A disaster at your work premises like fire or flood can be absolutely devastating. A catastrophe like this takes no prisoners and can rip through your stock and the fabric of the building in a matter of minutes. In the aftermath you will be face with the prospect of the clean up, sorting out your staff, the insurance claim itself and trying to keep the business afloat whilst there is form of income coming into the business. Juggling all of these roles and jobs can be a near impossible task and one that can drain you mentally.
There are a couple of steps that you would normally take when making your claim – which you will go through briefly here. There is also one step that you may not be familiar with but can help you considerably in getting the claim that you deserve.
Step 1: Report the incident to the policed. Obviously this is the obvious first step that you would take – you may not even have to make it if the police were involved at the start of the incident.
Step 2: Here is the step that a lot of businesses miss (or have at step 3) – contact a loss assessor.
Step 3: Contact your insurance company.
You will notice the emphasis placed on getting your loss assessor involved early on in the process. Your insurance company is a business like any other and the loss adjuster that they appoint to your claim will be ensuring that they pay out the minimal amount of money in the claim – which is not what you want for your business. Getting the insurance loss assessors involved early on will ensure that all bases are covered and that you have fair representation in the claim. Without the input of a loss assessor you and the business will be expected to deal with all aspects of the claim yourself, from paperwork to liaising with the insurance company over the payout. With all the work and stress around just getting your business functional again this is often the straw that breaks the camel’s back for a lot of smaller companies.

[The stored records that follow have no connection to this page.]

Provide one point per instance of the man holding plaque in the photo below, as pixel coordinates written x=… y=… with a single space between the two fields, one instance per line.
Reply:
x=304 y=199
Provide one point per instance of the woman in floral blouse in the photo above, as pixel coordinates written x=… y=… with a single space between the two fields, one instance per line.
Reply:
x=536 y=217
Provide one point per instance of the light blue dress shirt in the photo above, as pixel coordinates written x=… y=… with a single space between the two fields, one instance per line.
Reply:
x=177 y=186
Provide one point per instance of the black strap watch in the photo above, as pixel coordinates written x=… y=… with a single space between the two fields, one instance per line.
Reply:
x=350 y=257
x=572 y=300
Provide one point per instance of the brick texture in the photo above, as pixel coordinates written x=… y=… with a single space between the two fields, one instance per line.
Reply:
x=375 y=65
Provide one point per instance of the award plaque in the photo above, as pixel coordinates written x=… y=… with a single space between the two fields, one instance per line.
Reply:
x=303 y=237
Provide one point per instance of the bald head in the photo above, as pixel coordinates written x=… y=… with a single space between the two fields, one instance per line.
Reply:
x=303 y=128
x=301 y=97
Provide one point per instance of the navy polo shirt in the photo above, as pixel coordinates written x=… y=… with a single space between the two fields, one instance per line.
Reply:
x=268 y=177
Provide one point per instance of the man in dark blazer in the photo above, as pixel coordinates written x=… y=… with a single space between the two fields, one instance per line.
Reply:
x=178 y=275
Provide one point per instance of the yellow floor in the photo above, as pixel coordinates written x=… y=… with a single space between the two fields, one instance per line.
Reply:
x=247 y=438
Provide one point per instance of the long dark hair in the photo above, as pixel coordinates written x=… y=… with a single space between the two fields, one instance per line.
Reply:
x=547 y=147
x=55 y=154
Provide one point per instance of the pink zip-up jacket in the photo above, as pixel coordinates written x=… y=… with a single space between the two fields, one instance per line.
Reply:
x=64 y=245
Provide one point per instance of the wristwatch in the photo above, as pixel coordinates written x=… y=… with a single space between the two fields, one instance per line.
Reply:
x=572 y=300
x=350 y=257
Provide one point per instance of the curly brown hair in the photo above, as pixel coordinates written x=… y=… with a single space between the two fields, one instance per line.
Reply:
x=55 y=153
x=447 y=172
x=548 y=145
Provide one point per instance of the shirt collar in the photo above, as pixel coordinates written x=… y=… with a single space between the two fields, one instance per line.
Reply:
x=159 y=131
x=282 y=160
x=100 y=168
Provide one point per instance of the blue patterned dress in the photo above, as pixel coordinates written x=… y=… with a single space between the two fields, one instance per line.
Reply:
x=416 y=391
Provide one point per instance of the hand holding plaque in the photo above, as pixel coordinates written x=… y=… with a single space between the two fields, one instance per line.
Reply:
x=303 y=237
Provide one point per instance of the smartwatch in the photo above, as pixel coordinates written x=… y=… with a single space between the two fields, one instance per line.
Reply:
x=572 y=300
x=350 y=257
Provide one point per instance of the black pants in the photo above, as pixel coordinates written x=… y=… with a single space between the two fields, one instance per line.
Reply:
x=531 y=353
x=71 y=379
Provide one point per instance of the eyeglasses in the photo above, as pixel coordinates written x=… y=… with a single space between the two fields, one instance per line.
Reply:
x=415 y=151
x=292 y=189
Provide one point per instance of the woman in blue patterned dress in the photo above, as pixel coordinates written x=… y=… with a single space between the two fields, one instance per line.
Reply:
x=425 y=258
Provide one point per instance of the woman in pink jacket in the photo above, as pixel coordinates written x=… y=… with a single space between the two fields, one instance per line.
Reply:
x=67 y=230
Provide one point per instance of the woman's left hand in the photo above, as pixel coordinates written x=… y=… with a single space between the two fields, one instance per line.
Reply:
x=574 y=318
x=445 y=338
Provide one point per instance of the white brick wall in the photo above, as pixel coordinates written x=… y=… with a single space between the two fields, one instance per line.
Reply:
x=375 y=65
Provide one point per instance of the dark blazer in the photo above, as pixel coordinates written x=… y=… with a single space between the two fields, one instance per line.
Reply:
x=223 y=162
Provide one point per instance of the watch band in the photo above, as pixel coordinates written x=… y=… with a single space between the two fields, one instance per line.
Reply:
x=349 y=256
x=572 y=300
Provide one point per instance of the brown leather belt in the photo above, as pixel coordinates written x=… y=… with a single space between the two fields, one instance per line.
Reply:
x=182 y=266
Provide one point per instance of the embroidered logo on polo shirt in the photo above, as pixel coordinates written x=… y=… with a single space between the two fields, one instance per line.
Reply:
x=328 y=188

Employing the right loss assessor is crucial and there are a few things that you should be looking for. You need to know whether you will be able to pay after a reasonable settlement has been made by the premises insurance company – you don’t need to pay out for a substandard job. You need to know the level of involvement the assessors will have – will they deal with all the paperwork and liaising, will they help organise contractors?
Most businesses fail to get a fair settlement due to mistakes that are made at the start of the insurance claim process – don’t wait until it happens to your business to find out what you have to do when dealing with an insurance claim for a major disaster.